Mata was arrested along with her son Florencio Gil, who appeared in a police report photo. However, he was not mentioned in the arrest warrant released Monday by Attorney General Tarek William Saab, who is one of the officials mentioned in the viral arepa joke. The video shows Mata dressed up as a cook. She is wearing a headscarf and selling arepas reciting well-known flavors like pelúas (meat and cheese) and reina-pepiadas (chicken and mayo), among others. The humor of the video comes from the play of words in the menu.

Mata says she has an arepa de perico – a word commonly used to refer to cocaine – on her menu. The arepa is named Diosdado Cabello, who is a current member of Venezuela’s National Assembly of Venezuela, in allusion to his alleged links with drug trafficking. She also offers an arepa in honor of late Venezuelan leader Hugo Chávez. This arepa is stuffed with mortadella, a word that in criminal slang is synonymous with being dead. The arepa devoted to Iris Varela, a lawmaker in the National Assembly who was previously in charge of the country’s prison system, is made from Harina Pran – a play on words between the traditional brand of Venezuelan cornflour (Harina P.A.N.) and the name given to criminal bosses in prisons.

The arepa named after the Saab comes with eggs, which is a homophobic way to suggest the attorney general is gay. But it was the arepa named after Cilia Flores, the wife of Venezuelan President Nicolás Maduro, that got Mata in the most trouble. In the video, the 72-year-old says she is selling Cecilia Flores arepas as “la viuda” – a word that means widow, but also refers to arepas without fillings. In that moment, a person off-screen tells her that Nicolás Maduro’s wife is not a widow. And Mata, in character, says: “But that’s what we all want.”

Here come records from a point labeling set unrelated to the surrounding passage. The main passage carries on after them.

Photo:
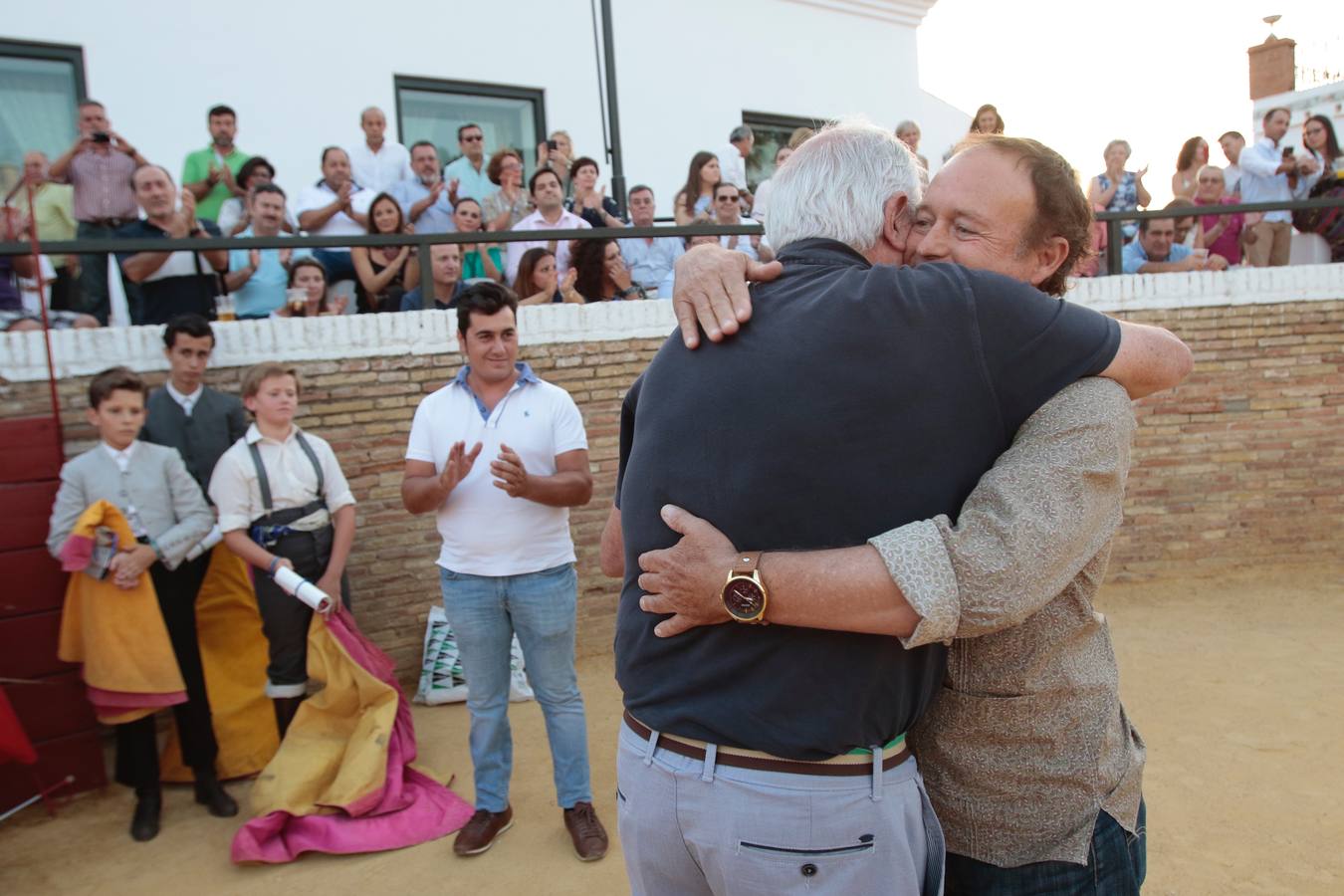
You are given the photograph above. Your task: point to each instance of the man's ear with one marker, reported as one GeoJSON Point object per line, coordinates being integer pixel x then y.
{"type": "Point", "coordinates": [1048, 257]}
{"type": "Point", "coordinates": [897, 222]}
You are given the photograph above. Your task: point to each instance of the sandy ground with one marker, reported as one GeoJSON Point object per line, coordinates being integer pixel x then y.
{"type": "Point", "coordinates": [1236, 684]}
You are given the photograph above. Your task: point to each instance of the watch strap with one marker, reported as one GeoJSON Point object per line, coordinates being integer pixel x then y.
{"type": "Point", "coordinates": [746, 563]}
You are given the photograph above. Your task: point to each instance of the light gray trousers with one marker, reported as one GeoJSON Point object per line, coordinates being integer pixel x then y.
{"type": "Point", "coordinates": [692, 826]}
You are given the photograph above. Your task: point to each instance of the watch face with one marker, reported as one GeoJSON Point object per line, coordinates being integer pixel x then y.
{"type": "Point", "coordinates": [744, 598]}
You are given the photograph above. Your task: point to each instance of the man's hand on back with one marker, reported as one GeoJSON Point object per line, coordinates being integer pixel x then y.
{"type": "Point", "coordinates": [684, 580]}
{"type": "Point", "coordinates": [710, 291]}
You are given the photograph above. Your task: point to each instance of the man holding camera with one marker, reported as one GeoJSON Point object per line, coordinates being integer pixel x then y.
{"type": "Point", "coordinates": [100, 165]}
{"type": "Point", "coordinates": [1266, 172]}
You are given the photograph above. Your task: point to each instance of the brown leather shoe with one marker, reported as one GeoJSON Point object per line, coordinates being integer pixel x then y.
{"type": "Point", "coordinates": [483, 830]}
{"type": "Point", "coordinates": [586, 831]}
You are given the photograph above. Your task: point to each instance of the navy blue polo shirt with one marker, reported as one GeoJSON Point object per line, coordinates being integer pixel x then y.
{"type": "Point", "coordinates": [185, 284]}
{"type": "Point", "coordinates": [857, 399]}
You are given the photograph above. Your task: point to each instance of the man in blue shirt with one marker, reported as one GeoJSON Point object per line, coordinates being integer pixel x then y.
{"type": "Point", "coordinates": [649, 258]}
{"type": "Point", "coordinates": [1155, 251]}
{"type": "Point", "coordinates": [257, 277]}
{"type": "Point", "coordinates": [423, 198]}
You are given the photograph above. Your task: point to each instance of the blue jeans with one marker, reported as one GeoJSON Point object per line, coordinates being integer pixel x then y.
{"type": "Point", "coordinates": [1117, 862]}
{"type": "Point", "coordinates": [486, 611]}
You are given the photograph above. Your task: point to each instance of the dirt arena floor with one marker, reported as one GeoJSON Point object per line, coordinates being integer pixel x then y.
{"type": "Point", "coordinates": [1236, 684]}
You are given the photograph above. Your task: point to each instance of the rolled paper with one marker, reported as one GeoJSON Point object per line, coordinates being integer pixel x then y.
{"type": "Point", "coordinates": [300, 587]}
{"type": "Point", "coordinates": [211, 539]}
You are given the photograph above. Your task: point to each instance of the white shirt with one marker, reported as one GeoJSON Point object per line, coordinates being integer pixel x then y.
{"type": "Point", "coordinates": [293, 481]}
{"type": "Point", "coordinates": [486, 531]}
{"type": "Point", "coordinates": [185, 402]}
{"type": "Point", "coordinates": [744, 241]}
{"type": "Point", "coordinates": [568, 220]}
{"type": "Point", "coordinates": [122, 460]}
{"type": "Point", "coordinates": [338, 225]}
{"type": "Point", "coordinates": [733, 166]}
{"type": "Point", "coordinates": [1259, 183]}
{"type": "Point", "coordinates": [379, 171]}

The video is no longer on Mata’s TikTok account, which has 156,000 followers and 763,000 likes. Most of the content is made up of the dancing videos and lip-synching skits common to TikTok, although often out of synch. At the end of her apology video, she says she was making reference to another video on TikTok.

Saab released the video of her apology on Twitter, writing: “The lady who through her social network called for the President of the Republic Nicolas Maduro to be killed has publicly apologized for her message.”

The NGO Espacio Público (Public Space) has denounced the case for violating freedom of expression. “Recording and disseminating a video exercising your right to freedom of expression as an individual and member of society, through humor, is not a reason for arrest, nor is it a crime,” the NGO wrote on Twitter.

Pedro Vaca, the Special Rapporteur for Freedom of Expression of the Inter-American Commission on Human Rights, shared a similar sentiment. “In a full democracy, political leaders are tolerant of criticism, the prosecution does not pursue satire, and there are greater guarantees for the expression of those with less power. The case of Olga Mata in Venezuela shows all the repressive weight of power over citizen expression,” he tweeted.

In Venezuela, comedy shows on television and radio disappeared during Hugo Chávez’s rule, but persecution of critics and dissent against the Venezuelan government has intensified since the so-called “Law Against Hate.”

This regulation was passed in 2017 by the Constituent Assembly, a legislative body created by Maduro as a counterpoint to the National Parliament, which at that point was controlled by the opposition. Once pro-Maduro parties regained control of Parliament, the Constituent Assembly was dissolved, but the laws it approved remain in force.

According to a report by Espacio Público, the “Law Against Hate” was used or invoked in 101 violations of freedom of expression between 2017 and mid-2021. Mata joins several other Venezuelans who have been arrested for Twitter comments, opinion articles and videos that joke about high-ranking government officials. These unfortunate attempts to make people laugh like Chris Rock at the Oscars have been met with worse consequences than Will Smith’s slap.